Co$^2$L: Contrastive Continual Learning

Published 28 Jun 2021 in cs.LG and cs.CV | (2106.14413v1)

Abstract: Recent breakthroughs in self-supervised learning show that such algorithms learn visual representations that can be transferred better to unseen tasks than joint-training methods relying on task-specific supervision. In this paper, we found that the similar holds in the continual learning con-text: contrastively learned representations are more robust against the catastrophic forgetting than jointly trained representations. Based on this novel observation, we propose a rehearsal-based continual learning algorithm that focuses on continually learning and maintaining transferable representations. More specifically, the proposed scheme (1) learns representations using the contrastive learning objective, and (2) preserves learned representations using a self-supervised distillation step. We conduct extensive experimental validations under popular benchmark image classification datasets, where our method sets the new state-of-the-art performance.

Abstract PDF Upgrade to Chat

Citations (263)

View on Semantic Scholar

Summary

The paper introduces a novel rehearsal-based framework using asymmetric supervised contrastive loss and self-distillation to mitigate catastrophic forgetting.
The method achieves state-of-the-art performance, with a notable 22.40% accuracy improvement on the Seq-CIFAR-10 benchmark.
The study outlines future research directions for optimizing hyperparameters and extending contrastive techniques to unsupervised and semi-supervised scenarios.

Overview of CoCoA: Contrastive Continual Learning

The paper "CoCoA: Contrastive Continual Learning" presents a novel approach to addressing the challenge of catastrophic forgetting in continual learning domains by leveraging self-supervised contrastive learning techniques.
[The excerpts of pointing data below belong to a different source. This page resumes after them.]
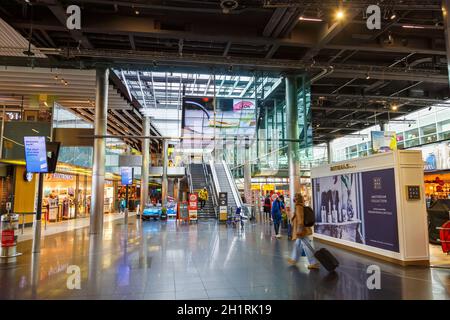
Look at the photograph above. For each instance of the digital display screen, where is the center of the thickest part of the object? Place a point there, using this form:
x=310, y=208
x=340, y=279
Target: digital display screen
x=126, y=176
x=35, y=154
x=233, y=117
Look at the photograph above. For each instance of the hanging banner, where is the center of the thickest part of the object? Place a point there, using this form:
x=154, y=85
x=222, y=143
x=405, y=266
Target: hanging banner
x=384, y=141
x=193, y=206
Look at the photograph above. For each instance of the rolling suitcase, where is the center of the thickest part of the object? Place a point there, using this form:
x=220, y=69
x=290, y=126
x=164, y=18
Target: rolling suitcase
x=325, y=257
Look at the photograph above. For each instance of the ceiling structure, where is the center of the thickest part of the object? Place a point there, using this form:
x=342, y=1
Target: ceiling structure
x=358, y=75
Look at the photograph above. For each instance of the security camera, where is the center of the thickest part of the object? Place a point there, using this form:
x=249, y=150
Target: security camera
x=228, y=5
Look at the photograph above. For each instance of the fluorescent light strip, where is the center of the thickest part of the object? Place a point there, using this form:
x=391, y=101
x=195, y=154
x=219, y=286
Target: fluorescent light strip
x=413, y=27
x=310, y=19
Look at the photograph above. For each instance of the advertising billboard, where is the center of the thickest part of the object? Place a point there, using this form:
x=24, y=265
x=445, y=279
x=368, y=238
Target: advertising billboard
x=126, y=176
x=35, y=154
x=358, y=207
x=232, y=117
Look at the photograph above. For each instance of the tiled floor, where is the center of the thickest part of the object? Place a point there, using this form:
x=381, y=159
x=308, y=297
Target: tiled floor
x=169, y=260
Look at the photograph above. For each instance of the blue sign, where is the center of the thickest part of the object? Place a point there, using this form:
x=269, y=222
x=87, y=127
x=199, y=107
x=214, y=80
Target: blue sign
x=35, y=154
x=126, y=175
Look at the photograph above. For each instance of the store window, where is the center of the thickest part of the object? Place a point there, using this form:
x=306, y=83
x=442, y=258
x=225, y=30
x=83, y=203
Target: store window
x=428, y=134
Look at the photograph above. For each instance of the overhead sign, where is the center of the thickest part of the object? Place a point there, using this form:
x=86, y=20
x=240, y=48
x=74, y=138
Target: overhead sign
x=126, y=176
x=35, y=154
x=384, y=141
x=130, y=161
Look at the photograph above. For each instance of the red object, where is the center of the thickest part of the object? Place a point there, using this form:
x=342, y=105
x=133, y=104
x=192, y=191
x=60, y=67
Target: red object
x=444, y=235
x=7, y=238
x=193, y=201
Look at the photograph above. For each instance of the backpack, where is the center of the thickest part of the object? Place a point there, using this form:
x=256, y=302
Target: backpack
x=309, y=218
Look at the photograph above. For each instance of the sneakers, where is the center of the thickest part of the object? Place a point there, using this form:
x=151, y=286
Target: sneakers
x=292, y=262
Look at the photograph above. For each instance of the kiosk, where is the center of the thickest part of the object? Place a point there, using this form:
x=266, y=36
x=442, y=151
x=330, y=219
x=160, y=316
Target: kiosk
x=374, y=205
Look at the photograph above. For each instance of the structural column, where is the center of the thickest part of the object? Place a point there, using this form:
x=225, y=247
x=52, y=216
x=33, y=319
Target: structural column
x=247, y=173
x=292, y=134
x=446, y=16
x=98, y=170
x=164, y=183
x=145, y=163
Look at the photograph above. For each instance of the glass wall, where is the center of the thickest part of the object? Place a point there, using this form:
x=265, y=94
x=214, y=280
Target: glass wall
x=419, y=128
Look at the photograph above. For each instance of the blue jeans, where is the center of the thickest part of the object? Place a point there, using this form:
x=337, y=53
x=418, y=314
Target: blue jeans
x=297, y=251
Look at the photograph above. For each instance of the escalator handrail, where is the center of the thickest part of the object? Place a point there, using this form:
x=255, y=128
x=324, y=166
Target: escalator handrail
x=233, y=186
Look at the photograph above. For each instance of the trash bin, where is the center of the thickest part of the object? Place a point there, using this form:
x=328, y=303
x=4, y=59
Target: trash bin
x=9, y=232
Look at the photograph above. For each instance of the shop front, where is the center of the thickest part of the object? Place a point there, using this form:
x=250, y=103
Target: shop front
x=68, y=196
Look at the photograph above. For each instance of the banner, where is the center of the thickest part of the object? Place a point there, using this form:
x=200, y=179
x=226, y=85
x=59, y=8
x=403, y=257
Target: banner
x=358, y=207
x=384, y=141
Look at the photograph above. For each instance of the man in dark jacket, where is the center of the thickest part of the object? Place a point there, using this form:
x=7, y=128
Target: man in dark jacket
x=277, y=207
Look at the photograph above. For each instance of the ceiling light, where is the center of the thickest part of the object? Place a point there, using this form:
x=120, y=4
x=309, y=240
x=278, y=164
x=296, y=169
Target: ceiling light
x=302, y=18
x=412, y=27
x=340, y=14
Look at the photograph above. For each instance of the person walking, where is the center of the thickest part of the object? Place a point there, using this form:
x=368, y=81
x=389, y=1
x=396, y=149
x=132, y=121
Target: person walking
x=301, y=234
x=203, y=197
x=277, y=206
x=267, y=207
The motivation arises from recent findings indicating that representations learned through self-supervised methods, such as contrastive learning, exhibit superior transferability and robustness compared to those trained jointly with task-specific supervision. Such robustness is particularly valuable in continual learning, where the primary challenge lies in maintaining previously acquired knowledge when exposed to new tasks.
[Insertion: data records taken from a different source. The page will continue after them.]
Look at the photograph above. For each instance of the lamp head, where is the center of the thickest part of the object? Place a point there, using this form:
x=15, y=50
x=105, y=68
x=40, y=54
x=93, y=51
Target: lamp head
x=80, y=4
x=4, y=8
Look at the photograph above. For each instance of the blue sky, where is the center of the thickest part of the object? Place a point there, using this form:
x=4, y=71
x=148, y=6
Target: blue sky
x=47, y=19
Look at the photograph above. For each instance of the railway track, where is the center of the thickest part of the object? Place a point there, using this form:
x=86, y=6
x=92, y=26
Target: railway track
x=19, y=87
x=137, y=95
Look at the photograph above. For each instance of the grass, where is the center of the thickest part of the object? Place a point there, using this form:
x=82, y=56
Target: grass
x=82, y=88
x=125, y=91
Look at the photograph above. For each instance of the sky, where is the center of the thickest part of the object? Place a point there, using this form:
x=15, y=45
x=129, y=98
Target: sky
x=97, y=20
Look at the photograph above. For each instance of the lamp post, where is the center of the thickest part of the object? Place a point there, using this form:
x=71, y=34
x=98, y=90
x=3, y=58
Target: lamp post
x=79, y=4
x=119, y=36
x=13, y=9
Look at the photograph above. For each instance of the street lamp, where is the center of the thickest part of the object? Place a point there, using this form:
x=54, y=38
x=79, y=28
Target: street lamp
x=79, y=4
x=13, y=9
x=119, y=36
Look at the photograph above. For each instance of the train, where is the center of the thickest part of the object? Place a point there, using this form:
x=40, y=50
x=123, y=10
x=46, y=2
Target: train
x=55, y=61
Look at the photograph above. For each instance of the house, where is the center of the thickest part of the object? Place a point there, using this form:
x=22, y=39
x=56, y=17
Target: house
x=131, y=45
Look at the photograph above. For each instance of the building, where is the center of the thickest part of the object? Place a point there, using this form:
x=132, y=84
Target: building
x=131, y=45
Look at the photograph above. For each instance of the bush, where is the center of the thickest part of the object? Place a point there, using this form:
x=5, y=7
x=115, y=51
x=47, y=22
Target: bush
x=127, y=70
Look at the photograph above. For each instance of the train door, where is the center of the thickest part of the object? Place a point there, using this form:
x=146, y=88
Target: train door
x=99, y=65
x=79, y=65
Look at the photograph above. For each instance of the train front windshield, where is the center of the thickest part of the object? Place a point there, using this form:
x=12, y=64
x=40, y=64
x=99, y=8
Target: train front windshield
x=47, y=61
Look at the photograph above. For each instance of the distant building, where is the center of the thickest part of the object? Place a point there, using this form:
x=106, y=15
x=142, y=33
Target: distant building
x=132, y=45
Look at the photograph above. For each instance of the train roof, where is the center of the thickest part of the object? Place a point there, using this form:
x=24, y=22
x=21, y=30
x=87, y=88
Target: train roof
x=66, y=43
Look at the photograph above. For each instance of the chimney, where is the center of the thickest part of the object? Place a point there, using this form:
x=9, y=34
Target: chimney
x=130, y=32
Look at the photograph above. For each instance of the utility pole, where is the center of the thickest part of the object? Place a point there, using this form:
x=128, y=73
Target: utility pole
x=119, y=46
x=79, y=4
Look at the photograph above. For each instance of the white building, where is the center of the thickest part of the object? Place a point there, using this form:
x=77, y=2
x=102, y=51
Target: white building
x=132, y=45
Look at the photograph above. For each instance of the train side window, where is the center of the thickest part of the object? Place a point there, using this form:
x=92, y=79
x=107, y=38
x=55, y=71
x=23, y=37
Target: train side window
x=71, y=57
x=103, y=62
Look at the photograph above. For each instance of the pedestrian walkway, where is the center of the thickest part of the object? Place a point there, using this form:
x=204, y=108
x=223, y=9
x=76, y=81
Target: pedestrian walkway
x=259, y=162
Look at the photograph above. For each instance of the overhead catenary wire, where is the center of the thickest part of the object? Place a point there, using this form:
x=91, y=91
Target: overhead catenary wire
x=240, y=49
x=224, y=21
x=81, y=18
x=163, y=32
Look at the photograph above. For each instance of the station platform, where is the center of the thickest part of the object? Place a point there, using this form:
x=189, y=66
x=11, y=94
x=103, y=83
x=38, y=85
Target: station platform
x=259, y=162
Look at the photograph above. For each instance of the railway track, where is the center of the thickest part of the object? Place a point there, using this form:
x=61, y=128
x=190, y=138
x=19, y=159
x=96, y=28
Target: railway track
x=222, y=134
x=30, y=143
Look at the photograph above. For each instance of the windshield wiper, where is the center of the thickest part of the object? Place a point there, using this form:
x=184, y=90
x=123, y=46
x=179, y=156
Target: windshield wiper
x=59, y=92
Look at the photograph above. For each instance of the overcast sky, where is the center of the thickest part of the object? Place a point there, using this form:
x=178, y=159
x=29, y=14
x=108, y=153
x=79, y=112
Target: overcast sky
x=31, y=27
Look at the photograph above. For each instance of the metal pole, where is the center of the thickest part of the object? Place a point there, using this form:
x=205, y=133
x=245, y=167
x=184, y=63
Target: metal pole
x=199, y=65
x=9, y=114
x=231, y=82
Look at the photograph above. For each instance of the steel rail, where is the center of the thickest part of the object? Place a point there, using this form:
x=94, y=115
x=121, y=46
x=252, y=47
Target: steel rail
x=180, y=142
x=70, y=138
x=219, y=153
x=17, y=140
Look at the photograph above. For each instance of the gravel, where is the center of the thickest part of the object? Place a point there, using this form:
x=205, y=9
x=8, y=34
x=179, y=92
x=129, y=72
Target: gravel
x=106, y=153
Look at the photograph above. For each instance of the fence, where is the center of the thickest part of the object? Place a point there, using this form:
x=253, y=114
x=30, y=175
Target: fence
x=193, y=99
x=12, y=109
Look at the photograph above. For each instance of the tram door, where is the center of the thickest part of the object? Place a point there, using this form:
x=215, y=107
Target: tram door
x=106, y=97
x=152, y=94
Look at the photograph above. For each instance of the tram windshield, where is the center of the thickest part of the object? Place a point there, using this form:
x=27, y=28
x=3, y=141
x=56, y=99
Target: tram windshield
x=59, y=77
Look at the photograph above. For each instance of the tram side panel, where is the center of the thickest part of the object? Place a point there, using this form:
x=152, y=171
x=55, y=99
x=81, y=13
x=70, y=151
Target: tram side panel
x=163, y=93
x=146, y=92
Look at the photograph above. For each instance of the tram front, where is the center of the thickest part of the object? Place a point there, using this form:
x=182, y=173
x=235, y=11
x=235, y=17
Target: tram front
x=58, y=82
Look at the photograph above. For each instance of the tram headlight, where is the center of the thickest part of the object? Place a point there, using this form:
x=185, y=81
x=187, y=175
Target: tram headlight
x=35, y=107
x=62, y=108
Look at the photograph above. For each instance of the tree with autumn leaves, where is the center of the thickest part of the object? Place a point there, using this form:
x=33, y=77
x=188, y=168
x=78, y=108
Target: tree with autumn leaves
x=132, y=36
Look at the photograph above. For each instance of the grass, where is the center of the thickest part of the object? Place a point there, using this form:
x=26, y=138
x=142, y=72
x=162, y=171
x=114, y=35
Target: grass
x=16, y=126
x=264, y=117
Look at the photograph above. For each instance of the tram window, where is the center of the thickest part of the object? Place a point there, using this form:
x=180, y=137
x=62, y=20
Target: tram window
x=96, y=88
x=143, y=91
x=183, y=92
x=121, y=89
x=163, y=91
The authors introduce a rehearsal-based continual learning algorithm, Co $^2$ L (Contrastive Continual Learning), which focuses on learning transferable representations and preserving them through a dedicated self-supervised distillation process. The key contributions of the Co $^2$ L framework include:

Asymmetric Supervised Contrastive (Asym SupCon) Loss: This novel loss function is designed to address continual learning setups by adapting supervised contrastive learning methods. It contrasts samples from the current task against past samples, effectively leveraging limited negative samples in memory buffers and the current task.
Instance-wise Relation Distillation (IRD): Co $^2$ L introduces a self-distillation technique to preserve the learned representations. IRD minimizes the instance-level similarity drift between current and past models, ensuring learned features remain stable as new data is introduced.
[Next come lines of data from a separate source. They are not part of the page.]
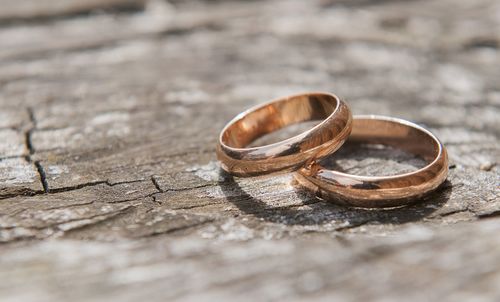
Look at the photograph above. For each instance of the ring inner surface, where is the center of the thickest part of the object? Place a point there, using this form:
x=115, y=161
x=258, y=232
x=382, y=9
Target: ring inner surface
x=277, y=115
x=394, y=134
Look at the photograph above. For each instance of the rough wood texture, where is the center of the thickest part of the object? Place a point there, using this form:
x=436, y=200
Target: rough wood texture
x=109, y=185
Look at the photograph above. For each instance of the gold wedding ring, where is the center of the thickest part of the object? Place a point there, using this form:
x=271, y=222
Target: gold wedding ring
x=381, y=191
x=304, y=151
x=290, y=154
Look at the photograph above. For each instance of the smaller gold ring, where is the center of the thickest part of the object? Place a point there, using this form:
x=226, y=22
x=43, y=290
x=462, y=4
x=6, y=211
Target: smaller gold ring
x=290, y=154
x=383, y=191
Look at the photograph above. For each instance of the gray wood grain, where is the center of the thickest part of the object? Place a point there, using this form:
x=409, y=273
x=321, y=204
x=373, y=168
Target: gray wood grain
x=109, y=186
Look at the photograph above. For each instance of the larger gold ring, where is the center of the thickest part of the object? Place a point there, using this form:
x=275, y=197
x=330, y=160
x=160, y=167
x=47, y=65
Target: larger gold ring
x=289, y=154
x=384, y=191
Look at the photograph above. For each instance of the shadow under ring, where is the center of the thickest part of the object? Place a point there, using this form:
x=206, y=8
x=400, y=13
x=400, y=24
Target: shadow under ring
x=292, y=153
x=382, y=191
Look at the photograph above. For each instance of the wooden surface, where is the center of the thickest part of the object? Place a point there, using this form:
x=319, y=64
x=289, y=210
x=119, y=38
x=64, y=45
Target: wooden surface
x=109, y=185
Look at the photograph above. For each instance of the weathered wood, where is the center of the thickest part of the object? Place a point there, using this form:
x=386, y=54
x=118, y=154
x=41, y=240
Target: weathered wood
x=109, y=186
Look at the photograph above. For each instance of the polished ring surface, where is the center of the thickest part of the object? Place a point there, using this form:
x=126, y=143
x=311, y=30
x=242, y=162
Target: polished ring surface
x=290, y=154
x=383, y=191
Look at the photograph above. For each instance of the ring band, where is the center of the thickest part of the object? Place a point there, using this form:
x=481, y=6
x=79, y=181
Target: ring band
x=290, y=154
x=384, y=191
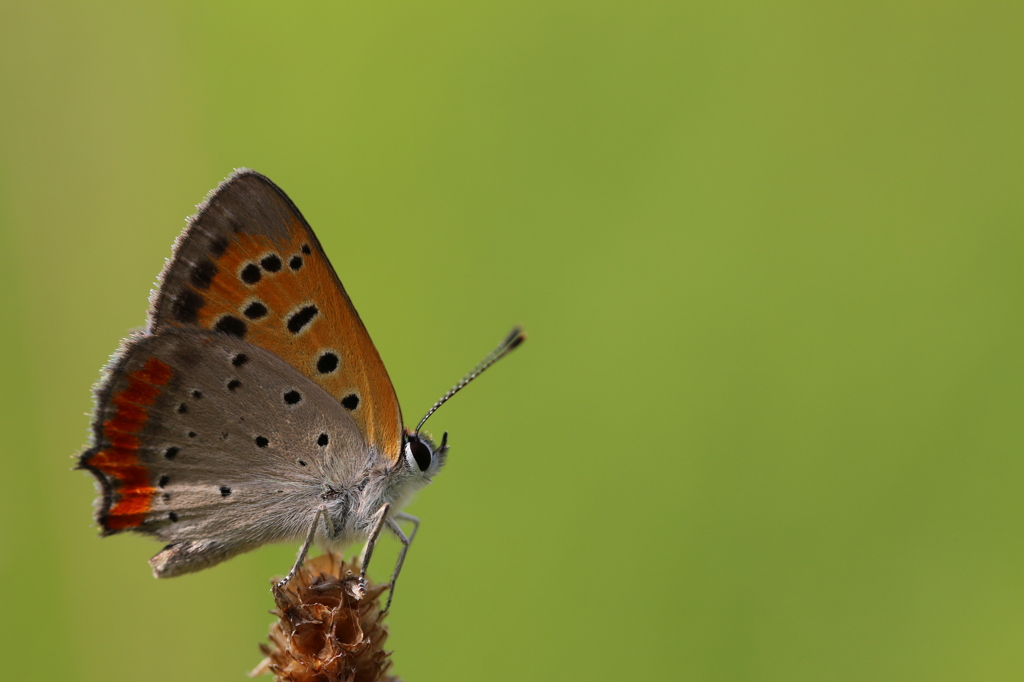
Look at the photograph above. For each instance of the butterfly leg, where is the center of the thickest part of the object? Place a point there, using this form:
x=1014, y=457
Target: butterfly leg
x=368, y=551
x=322, y=510
x=406, y=542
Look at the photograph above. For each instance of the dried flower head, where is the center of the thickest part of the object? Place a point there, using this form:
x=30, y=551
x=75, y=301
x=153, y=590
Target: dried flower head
x=326, y=633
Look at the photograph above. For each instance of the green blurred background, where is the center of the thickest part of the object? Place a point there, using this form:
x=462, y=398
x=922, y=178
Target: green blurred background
x=768, y=425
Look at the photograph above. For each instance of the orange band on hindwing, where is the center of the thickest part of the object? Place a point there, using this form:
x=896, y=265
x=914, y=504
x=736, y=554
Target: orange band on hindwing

Extensive experimentation across popular image classification benchmarks demonstrates the efficacy of Co $^2$ L. The proposed method consistently achieves state-of-the-art performance across diverse experimental setups, significantly reducing the effects of catastrophic forgetting when compared to baseline methods. Notably, Co $^2$ L yields a 22.40% improvement in accuracy on the Seq-CIFAR-10 dataset with the use of IRD and buffered samples. Such results highlight the importance of designing continual learning algorithms that not only shield representations from forgetting but also optimize for transferability to future tasks.

Implications and Future Directions

The introduction of contrastive methodologies in continual learning, as proposed by this paper, opens a new avenue for exploring self-supervised approaches in varied machine learning contexts. By focusing on transferable knowledge rather than task-specific features, Co $^2$ L aligns the learning process closer to the ideal of human-like learning capabilities. The study emphasizes the relevance of representation quality in mitigating forgetting and suggests that a decoupled approach to representation and classifier training can be fruitful.

While Co $^2$ L showcases remarkable improvements, several aspects warrant further exploration. Among these are investigations into optimizing IRD hyperparameters for various domains, examining potential computational overheads associated with the distillation process, and experimenting with different neural architectures or additional datasets beyond image classification tasks. Furthermore, advancing these contrastive learning techniques under unsupervised or semi-supervised scenarios could enhance their applicability across a broader array of real-world conditions.

In conclusion, Co $^2$ L marks a significant step forward in continual learning, providing a scalable and effective solution for representation retention and transferability. As machine learning systems continue to evolve, leveraging self-supervised frameworks like Co $^2$ L will likely become pivotal in designing future adaptive, enduring models, capable of learning continuously amidst growing complexity.